I mentioned before that the washing of the feet is a sign of great humility as we considered Mary of Bethany’s anointing of Jesus. It was the practice of slaves to wash that which was considered, lowly, base, unclean.

It is for this reason that Peter does not wish to have his master wash his feet. "You will never wash my feet." Jesus, after all, was not Peter’s slave but his hero. It would have been undignified for Jesus to wash so lowly and so base a part of him.

And yet, this is precisely what Christ is pleased to do for Peter and for us. Showing us that there is no place so shameful, so base that he is not able to touch.

***

Feet are not just lowly; they are also vulnerable. They are the very place that the serpent threatens to strike; they are weak to dashing against stones; they are the places where Christ is pierced.

It is also for this reason that Peter does not wish to have his master wash his feet. Peter cannot abide the vulnerability of having his Lord at his feet, washing them. He would far prefer that Jesus’ attention be diffused to the Body’s other members. Yet Jesus insists upon offering his singular attention to Peter, and to Peter’s feet. What weakness will he find there, Peter must be asking.

What vulnerabilities do we wish to keep hidden, even from God?

And yet Christ descends even to our terrifying weakness. And in so doing, he pours out his redeeming grace.

***

While feet are signs of humility and vulnerability, they also travel; they are our chariots to the world beyond our immediate gaze. Peter could at that moment not have known what Jesus knows about how the feet that Jesus cleans are the very feet that will stand in the square in Jerusalem proclaiming Christ’s salvation to all flesh; nor could he have known that his very feet would be led to places where he did not want to go -- the way of suffering and death. Just as Jesus’ feet were led to death, so too would Peter’s be. Just as Jesus was anointed for burial; so too was Peter. To become Jesus’ friend, is to follow him to the cross. Or, as Jesus puts it: “Just as I have loved you, you also should love one another.”

It is finally for this reason that Peter really does not want to have his master wash his feet.

***

Jesus says to Peter: "You do not know now what I am doing, but later you will understand."

We cannot know the implications of this radical practice of footwashing together, not immediately anyway. We understand at some level that we must serve others’ needs, even though we live in a world where we are trained to become anything but servants. We sense something of the mystery of the church being caught up in our vulnerability together—of being the one place in our society where bigger, richer, younger and more powerful are not what is to be valued.
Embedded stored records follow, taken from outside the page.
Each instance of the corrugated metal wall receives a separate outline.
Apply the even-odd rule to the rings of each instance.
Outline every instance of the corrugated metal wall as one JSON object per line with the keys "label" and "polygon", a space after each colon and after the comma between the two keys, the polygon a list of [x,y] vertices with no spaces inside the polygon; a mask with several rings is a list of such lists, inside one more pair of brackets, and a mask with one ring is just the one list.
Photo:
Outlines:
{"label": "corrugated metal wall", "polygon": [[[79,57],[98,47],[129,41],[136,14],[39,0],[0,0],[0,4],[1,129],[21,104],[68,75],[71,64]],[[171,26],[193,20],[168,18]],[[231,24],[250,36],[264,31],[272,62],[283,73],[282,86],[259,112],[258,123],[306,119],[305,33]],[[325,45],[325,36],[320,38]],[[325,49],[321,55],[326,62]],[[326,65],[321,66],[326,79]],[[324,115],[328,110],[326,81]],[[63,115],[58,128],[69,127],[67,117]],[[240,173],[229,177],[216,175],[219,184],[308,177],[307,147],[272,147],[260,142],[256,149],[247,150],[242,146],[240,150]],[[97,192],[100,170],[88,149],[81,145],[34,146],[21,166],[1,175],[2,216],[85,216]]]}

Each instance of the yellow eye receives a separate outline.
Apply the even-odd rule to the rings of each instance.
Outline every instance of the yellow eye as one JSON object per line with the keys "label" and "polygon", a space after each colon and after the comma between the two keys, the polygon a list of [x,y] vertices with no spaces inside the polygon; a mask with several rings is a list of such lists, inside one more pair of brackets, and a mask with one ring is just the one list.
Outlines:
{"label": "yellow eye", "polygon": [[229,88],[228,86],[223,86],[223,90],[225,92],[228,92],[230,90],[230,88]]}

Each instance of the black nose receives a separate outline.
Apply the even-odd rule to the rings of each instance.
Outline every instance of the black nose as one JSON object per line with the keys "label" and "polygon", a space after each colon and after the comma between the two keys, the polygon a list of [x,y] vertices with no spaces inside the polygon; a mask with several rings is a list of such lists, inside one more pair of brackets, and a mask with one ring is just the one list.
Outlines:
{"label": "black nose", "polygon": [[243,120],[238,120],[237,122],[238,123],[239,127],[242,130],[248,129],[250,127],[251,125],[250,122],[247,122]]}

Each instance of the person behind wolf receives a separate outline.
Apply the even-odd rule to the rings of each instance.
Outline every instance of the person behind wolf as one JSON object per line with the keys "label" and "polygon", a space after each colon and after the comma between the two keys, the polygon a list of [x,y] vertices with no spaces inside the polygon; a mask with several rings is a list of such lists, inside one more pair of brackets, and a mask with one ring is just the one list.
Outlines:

And, finally, we sense somehow that our feet that we wash tonight will travel from this night to places of great sorrow and great joy and that our very own feet may find themselves, paradoxically, in both spheres at once. And yet, may we, like Peter, allow this anointing to shape us, knowing that the vulnerability that we share is precisely that which Christ cherishes and redeems, and that the washing that he undertakes prepares us for a life set apart for service and for sacrifice. And may we come to participate in this knowledge, even and especially, as we make our own ways, and our way together, to the foot of the cross.